Der Ortsausschuß wählte einen Arbeitsausschuß von zehn Mitgliedern aller Richtungen, die unter dem Vorsitz von Frau Elisabeth Gudden die Sammlung der Gaben unverzüglich vorbereiten werden.
(Bonner Zeitung, Rubrik „Aus den Städtischen Nachrichten“)
Wegen verbotenen Branntweinverkaufs wurde eine Wirtin aus Vilich-Rheindorf gestern von der Strafkammer zu 20 Mk. Geldstrafe verurteilt. Sie hatte Schnaps an Arbeiter in nicht versiegelten Flaschen abgegeben. Das Bürgermeisteramt hatte außerdem ihre Wirtschaft für 14 Tage geschlossen.
(Bonner General-Anzeiger, Rubrik „Aus Bonn“)

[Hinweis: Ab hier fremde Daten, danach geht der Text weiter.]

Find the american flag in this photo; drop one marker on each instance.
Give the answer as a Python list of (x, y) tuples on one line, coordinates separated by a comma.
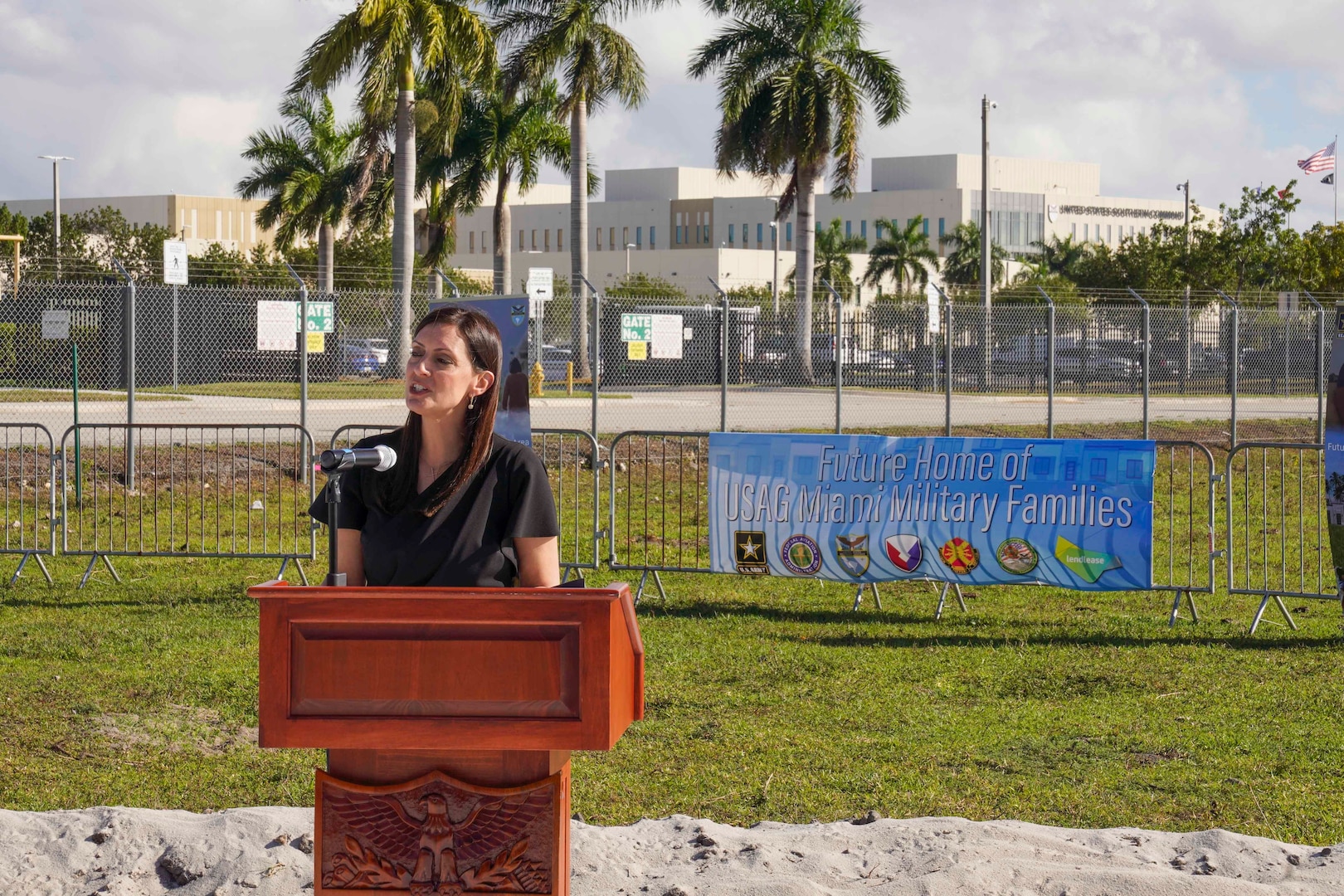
[(1319, 160)]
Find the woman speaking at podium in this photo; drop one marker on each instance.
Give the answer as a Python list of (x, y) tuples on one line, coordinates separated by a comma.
[(463, 507)]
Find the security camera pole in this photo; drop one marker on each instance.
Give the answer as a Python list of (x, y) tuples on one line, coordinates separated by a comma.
[(56, 207)]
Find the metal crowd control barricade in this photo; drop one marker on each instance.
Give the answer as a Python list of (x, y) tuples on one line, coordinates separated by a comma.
[(30, 494), (1278, 543), (226, 490), (574, 468), (1185, 500), (659, 504)]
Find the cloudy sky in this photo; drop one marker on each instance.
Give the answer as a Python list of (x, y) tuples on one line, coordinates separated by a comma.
[(158, 95)]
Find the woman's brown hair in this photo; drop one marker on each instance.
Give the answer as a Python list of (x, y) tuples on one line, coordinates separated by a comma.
[(397, 489)]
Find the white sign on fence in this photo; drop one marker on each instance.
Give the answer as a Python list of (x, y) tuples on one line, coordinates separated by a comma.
[(275, 323), (636, 328), (667, 336), (175, 262), (56, 324)]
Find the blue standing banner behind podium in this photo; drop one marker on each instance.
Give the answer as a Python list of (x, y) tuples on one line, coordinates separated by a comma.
[(1074, 514)]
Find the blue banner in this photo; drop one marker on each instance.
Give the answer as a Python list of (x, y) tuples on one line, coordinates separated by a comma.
[(1074, 514)]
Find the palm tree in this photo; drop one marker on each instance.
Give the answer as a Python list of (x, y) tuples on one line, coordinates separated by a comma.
[(832, 262), (903, 256), (307, 169), (1062, 256), (386, 41), (596, 63), (503, 139), (793, 80), (962, 262)]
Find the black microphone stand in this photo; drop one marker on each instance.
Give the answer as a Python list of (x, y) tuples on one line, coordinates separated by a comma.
[(334, 578)]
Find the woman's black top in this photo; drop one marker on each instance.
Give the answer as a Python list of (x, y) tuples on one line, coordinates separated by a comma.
[(470, 540)]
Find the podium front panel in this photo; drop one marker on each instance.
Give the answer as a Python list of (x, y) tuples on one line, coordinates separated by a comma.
[(448, 668)]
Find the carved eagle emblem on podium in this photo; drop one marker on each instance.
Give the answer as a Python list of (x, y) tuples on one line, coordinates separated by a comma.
[(438, 839)]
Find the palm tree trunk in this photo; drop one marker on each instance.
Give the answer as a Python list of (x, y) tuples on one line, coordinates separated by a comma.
[(403, 215), (325, 258), (578, 234), (802, 265), (503, 245)]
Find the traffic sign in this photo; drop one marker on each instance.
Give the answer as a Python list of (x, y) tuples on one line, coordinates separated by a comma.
[(321, 317), (175, 262), (56, 324), (636, 328)]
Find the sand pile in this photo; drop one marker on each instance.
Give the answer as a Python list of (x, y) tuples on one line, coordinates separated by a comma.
[(268, 852)]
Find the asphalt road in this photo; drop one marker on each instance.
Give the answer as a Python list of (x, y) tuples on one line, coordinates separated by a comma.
[(761, 410)]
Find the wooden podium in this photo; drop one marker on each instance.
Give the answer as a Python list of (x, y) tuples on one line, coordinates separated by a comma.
[(448, 716)]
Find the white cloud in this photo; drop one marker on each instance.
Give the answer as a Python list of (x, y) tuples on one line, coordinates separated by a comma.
[(156, 95)]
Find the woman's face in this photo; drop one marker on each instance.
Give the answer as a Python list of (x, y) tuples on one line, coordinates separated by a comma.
[(440, 377)]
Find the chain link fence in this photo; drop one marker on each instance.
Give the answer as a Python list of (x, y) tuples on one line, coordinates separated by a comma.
[(1196, 366)]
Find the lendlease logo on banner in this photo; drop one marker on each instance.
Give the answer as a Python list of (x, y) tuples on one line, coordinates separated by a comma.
[(867, 508)]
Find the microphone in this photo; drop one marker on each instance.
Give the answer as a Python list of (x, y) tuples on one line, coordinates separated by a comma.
[(379, 457)]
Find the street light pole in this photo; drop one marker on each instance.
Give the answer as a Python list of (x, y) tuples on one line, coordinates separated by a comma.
[(774, 246), (774, 241), (56, 207), (986, 253)]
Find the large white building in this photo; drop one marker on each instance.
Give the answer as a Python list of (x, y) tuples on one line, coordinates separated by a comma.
[(197, 219), (689, 223)]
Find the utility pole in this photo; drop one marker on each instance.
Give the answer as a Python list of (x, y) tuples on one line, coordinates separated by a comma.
[(56, 207), (1185, 188), (986, 241)]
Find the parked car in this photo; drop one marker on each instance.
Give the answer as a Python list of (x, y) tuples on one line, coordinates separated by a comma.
[(366, 356)]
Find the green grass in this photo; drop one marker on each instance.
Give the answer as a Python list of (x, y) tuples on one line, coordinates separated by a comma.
[(767, 699), (338, 390), (27, 395)]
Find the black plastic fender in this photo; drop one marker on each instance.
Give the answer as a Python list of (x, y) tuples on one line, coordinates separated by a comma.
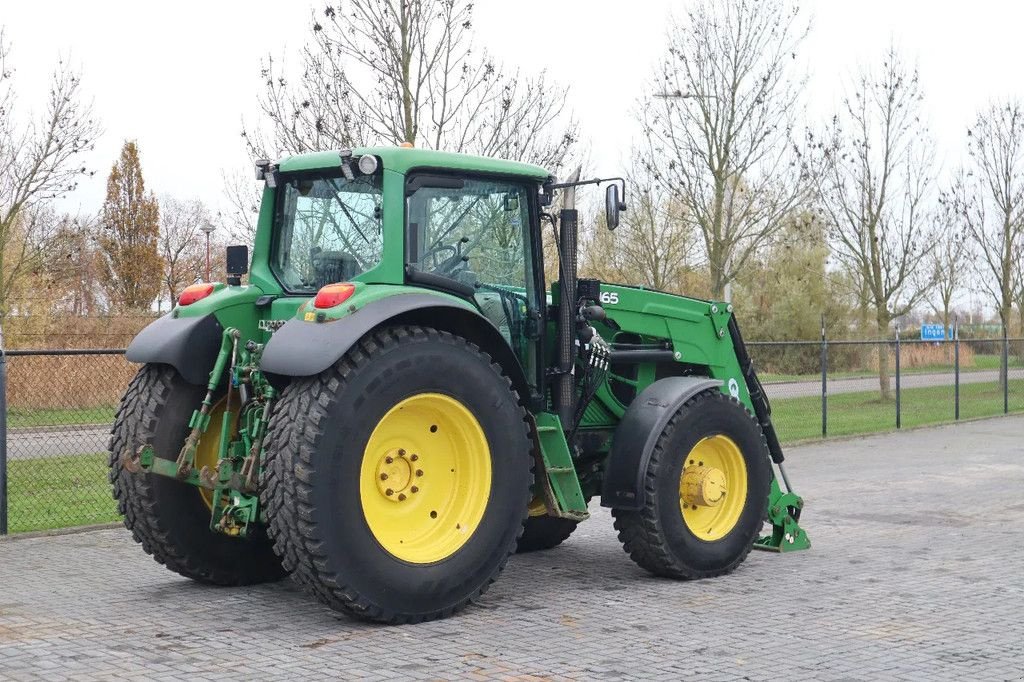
[(304, 349), (638, 432), (188, 344)]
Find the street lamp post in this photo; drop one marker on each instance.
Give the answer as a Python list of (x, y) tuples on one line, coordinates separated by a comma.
[(208, 228)]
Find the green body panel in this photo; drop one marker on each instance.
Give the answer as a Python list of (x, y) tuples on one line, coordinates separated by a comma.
[(366, 294), (695, 331)]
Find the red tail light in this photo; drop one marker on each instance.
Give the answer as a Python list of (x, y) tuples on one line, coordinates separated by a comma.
[(332, 295), (194, 293)]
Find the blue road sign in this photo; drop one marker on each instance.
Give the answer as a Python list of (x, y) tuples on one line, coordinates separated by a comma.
[(933, 333)]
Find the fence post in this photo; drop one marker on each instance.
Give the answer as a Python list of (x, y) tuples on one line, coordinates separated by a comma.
[(956, 370), (1006, 372), (3, 436), (899, 420), (824, 381)]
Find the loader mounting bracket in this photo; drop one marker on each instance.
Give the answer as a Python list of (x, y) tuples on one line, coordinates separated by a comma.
[(783, 513)]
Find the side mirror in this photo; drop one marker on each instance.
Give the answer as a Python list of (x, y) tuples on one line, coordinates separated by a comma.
[(612, 206), (238, 263)]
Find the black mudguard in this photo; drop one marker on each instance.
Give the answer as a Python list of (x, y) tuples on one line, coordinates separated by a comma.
[(188, 344), (638, 432), (304, 349)]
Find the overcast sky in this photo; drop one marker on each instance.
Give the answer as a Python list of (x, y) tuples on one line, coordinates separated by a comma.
[(180, 77)]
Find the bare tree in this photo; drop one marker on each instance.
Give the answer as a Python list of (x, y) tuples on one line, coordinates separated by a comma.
[(720, 125), (949, 259), (72, 267), (243, 196), (877, 168), (1019, 296), (407, 71), (39, 162), (181, 243), (991, 200)]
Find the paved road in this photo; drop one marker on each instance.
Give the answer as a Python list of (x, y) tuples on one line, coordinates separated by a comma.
[(916, 573), (784, 389)]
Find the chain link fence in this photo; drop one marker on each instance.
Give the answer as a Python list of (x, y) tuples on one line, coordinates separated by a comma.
[(60, 405), (833, 388)]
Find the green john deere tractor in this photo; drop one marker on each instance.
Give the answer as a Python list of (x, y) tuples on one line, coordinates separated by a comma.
[(394, 403)]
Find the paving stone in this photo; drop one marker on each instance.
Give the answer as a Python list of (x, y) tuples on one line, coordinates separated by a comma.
[(915, 573)]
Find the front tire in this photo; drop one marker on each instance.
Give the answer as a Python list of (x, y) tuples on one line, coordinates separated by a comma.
[(706, 492), (171, 519), (397, 479)]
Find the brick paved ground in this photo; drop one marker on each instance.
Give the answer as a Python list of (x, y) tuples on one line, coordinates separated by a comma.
[(916, 572)]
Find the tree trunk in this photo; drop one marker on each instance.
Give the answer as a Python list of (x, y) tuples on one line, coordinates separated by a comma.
[(885, 388)]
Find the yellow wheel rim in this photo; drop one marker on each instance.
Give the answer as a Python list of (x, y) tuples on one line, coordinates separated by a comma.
[(713, 487), (208, 449), (425, 478)]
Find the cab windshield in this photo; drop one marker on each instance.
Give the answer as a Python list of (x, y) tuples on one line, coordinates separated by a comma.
[(327, 229)]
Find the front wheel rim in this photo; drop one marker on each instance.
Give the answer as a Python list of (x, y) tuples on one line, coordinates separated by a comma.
[(425, 478), (713, 487)]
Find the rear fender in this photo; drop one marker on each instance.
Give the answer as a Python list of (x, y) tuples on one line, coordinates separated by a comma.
[(188, 344), (302, 348), (637, 434)]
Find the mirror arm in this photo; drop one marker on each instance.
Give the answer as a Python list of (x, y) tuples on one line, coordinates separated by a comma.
[(562, 185)]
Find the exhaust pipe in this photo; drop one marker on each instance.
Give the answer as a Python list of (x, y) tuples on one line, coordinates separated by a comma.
[(564, 392)]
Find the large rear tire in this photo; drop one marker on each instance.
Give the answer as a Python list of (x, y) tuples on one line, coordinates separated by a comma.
[(171, 519), (706, 492), (396, 481)]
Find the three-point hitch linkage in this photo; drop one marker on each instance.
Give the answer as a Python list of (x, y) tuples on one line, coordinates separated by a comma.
[(235, 478)]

Vom Bonner Volksheim. Ich gehöre zu den Hausfrauen, die in der jetzigen Zeit der Nahrungsmittelteuerung immer gerne möglichst billig einkaufen. Da fiel mir in den letzten Tagen wiederholt ein Inserat in die Augen, wonach das Bonner Volksheim „Aepfel das Pfund zu 8 Pfg.“ verkauft. Obwohl ich sehr weit vom Volksheim entfernt wohne, bin ich doch gestern zur Meckenheimerstraße gegangen, um dort im Volksheim die angebotenen billigen Aepfel mir einmal anzusehen und ein Pfund probeweise zu kaufen. Zu meiner Ueberraschung wurde mir aber dort erklärt, daß man dort nicht wie in jedem Laden ein Pfund kaufen könne, man müsse mindestens fünf Pfund nehmen, und probieren der Aepfel sei ausgeschlossen. Da mir das Aussehen der Aepfel es ratsam erscheinen ließ, zunächst eine Probe davon zu haben, bat ich dringend, mir wenigstens ein Pfund probeweise zu überlassen. Ich stieß aber mit meiner Bitte auf ein glattes Nein. Der Verkäufer erklärte, er habe die Anweisung, nicht unter fünf Pfund zu verkaufen. Da mir die übrigen Aepfel, die angeboten wurden, zu teuer waren (es handelte sich um Tafelobst, das Pfund zu 25 Pfg.), so bin ich unverrichteter Sache wieder nach Hause gegangen. Ich hatte geglaubt, daß man im Bonner Volksheim mehr Entgegenkommen fände, als in jedem eigentlichen Ladengeschäft, in welchem man einem Käufer auf Verlangen meist gerne eine Kostprobe gibt. Eine Kriegswitwe.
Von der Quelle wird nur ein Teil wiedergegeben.